In our comprehensive analysis of top tokens using LIME for both SVM and CNN models, we gained granular insights into the differentiating features that determine classification performance. This not only enhances our understanding of model predictions but also provides interpretability, shedding light on the key factors influencing the decision-making process within these complex models. The most important tokens for this dataset according to our analysis were “raumluft”, “kein”, “nicht”, “ohne” for class 0 (no supplemental oxygen) and “FiO2”, “mit”, “gabe”, numbers followed by “L” or “l” determining the litres for with supplemental oxygen (class 1), cf. Table 4 for the top 10 tokens per class.

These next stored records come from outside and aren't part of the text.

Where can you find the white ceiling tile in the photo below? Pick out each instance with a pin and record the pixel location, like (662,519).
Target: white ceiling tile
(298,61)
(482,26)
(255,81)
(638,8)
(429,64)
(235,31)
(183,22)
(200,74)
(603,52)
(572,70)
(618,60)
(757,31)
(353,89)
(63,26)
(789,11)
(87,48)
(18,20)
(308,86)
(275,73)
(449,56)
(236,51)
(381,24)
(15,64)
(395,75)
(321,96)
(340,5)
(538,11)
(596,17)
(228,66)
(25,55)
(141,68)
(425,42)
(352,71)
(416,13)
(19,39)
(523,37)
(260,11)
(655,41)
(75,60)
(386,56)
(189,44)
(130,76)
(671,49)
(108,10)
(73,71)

Table 4 Top influential tokens in the dataset for SVM and CNN models using LIME

Error analysis

Confusion matrices are designed to give the predicted values in a count format, which distinguishes between correct and incorrect predictions. The true positive and true negative values provide a clear picture of the correct predictions within the network, while the false positives and false negatives are the topics of interest for error analysis.

Analysing the false positives, i.e. the number of incorrectly assigned text lines to have received oxygen supplementation and false negatives, i.e. the number of incorrectly assigned text lines to not have received oxygen supplementation, it was of interest that for all random state values, there were overlapping texts in these categories within all models, i.e., for a random state value of 729 there were 7 and 8 overlapping false positive and false negatively classified texts in all models, cf. Table 5. Figure 4 illustrated the values obtained for the confusion matrices for different models at the random state value of 729.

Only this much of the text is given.